American papermaker and artist (1906–1994)

Douglass Morse Howell (November 30, 1906 – February 6, 1994) was an American papermaker, educator, and Modernist painter. He is known a pioneer in the field of paper art.

== Early life and education ==
Douglass Morse Howell was born in November 30, 1906, in New York City, New York. His mother was Edna Mary Howell, a foreign correspondent for the Associated Press. Howell grew up in Florence and Genoa. He attended University of Turin. In 1930 during the Great Depression, he returned to the United States to work as a banker and literary agent.

== Career ==
By the mid-19th century, making paper by hand was extinct in the United States. By 1912, fine book printer and publisher, Dard Hunter had reestablished the craft of fine hand paper making but by the 1930s the craft had lapsed in interest again. During World War II, Howell served in the military for five years. When Howell returned to New York City after serving in World War II, he established himself as a fine printer and discovered that art paper was in short supply. During the 1940s and 1950s, Howell started reading Hunter’s books on paper making, as well as learning about hand paper making history, conducted paper making research, and learned about printed books.

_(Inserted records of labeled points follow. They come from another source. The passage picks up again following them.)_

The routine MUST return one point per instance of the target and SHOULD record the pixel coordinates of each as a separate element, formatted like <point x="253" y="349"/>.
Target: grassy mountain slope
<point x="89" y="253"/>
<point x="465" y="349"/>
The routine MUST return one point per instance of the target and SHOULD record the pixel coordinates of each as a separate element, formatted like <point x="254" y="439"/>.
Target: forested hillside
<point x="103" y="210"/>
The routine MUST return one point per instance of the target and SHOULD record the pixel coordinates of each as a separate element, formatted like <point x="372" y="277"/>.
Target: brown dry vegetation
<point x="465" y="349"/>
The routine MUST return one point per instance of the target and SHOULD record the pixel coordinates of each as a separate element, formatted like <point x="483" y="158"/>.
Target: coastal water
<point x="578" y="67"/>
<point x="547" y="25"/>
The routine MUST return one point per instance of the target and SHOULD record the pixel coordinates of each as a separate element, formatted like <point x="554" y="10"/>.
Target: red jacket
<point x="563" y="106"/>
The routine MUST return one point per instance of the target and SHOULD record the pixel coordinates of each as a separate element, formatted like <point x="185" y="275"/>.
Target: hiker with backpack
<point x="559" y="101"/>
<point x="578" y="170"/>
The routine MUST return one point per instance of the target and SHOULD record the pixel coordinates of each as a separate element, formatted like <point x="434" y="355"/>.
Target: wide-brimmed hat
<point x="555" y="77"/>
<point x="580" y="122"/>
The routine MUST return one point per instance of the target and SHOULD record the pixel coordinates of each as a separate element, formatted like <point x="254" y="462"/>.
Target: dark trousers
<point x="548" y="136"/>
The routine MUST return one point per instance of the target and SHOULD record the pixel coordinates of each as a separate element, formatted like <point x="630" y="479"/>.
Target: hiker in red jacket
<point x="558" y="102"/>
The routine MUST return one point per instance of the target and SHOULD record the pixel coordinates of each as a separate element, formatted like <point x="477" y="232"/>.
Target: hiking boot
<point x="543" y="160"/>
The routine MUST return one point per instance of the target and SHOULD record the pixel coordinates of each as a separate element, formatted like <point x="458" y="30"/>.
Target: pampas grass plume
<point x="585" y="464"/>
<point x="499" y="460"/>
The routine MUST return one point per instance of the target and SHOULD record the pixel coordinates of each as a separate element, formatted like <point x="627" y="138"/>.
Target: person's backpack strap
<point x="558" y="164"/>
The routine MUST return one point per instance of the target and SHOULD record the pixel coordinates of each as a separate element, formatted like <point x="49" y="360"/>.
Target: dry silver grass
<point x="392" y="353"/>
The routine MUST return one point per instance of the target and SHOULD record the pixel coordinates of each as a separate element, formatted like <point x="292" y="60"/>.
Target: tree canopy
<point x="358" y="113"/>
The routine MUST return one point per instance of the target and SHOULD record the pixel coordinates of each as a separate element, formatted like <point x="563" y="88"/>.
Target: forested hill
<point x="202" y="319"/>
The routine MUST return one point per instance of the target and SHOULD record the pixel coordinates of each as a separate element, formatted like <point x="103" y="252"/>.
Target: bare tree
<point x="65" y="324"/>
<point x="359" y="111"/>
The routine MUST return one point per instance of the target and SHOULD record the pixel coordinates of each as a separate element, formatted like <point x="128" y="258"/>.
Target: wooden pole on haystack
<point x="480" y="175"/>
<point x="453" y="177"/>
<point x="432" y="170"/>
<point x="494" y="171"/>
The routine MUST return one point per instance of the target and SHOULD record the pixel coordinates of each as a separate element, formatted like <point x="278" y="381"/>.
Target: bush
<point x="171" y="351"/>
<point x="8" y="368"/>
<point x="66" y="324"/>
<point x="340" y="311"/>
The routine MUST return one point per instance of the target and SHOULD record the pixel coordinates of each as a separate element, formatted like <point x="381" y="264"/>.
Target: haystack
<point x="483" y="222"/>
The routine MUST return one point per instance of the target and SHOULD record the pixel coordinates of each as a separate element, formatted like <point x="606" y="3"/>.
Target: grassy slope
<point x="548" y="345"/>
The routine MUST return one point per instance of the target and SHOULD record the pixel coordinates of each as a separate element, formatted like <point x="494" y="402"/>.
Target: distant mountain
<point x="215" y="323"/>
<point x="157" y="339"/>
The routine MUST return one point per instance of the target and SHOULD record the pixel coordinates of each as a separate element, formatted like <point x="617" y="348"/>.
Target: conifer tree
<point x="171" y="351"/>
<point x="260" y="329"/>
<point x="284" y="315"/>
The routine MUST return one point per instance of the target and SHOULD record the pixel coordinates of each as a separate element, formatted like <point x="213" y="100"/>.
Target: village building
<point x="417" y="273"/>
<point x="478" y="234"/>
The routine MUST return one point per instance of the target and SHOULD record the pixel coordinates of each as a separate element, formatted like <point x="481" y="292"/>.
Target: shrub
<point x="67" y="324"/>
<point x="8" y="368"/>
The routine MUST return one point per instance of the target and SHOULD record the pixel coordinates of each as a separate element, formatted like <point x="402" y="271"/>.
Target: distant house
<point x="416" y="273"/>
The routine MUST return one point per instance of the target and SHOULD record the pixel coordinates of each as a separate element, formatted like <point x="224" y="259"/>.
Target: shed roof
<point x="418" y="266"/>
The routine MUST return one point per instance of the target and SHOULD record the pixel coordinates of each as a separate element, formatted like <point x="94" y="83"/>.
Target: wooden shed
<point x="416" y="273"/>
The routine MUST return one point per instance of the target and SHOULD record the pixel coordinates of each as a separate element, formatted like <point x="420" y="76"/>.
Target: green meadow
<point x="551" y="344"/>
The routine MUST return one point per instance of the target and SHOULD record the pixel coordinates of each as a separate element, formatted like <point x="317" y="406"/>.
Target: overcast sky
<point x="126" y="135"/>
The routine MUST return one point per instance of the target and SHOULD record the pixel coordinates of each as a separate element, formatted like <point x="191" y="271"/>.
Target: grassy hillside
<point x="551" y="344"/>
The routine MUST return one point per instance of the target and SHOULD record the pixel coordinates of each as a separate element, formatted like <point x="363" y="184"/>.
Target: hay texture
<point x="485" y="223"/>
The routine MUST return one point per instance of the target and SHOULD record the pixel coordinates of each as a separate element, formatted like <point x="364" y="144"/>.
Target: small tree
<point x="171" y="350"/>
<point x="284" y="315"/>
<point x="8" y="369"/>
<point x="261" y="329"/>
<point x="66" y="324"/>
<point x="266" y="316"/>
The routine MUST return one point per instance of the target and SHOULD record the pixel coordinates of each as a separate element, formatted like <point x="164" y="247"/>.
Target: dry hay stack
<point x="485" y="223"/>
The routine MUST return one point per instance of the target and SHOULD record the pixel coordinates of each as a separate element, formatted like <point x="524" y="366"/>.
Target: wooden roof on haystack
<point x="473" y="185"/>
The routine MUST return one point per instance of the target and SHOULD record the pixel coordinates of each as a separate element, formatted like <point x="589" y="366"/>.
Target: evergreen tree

In May 1946, Howell had married educator Alice Orcutt (later known as Alice Howell Andersen) in New York City, the marriage ended in divorce. They had four children, including daughter, Elisabeth Howell King.

The handmade papers were used for printmaking, artist book making, collage, drawing and watercolors. Howell created special handmade paper for artists Jackson Pollock, Jasper Johns, Larry Rivers, Alfonso A. Ossorio, and others. Later in his career, he moved the paper making operations to Long Island, New York. In 1993, Howell was honored by the American Craft Council as a gold medalist.

Howell died on February 6, 1994, in Hackettstown, New Jersey. His work is included in public museum collections including at the Art Institute of Chicago, the Harvard Art Museums, and other places.

One of his papermaking students was artist Golda Lewis (1915 – 2005).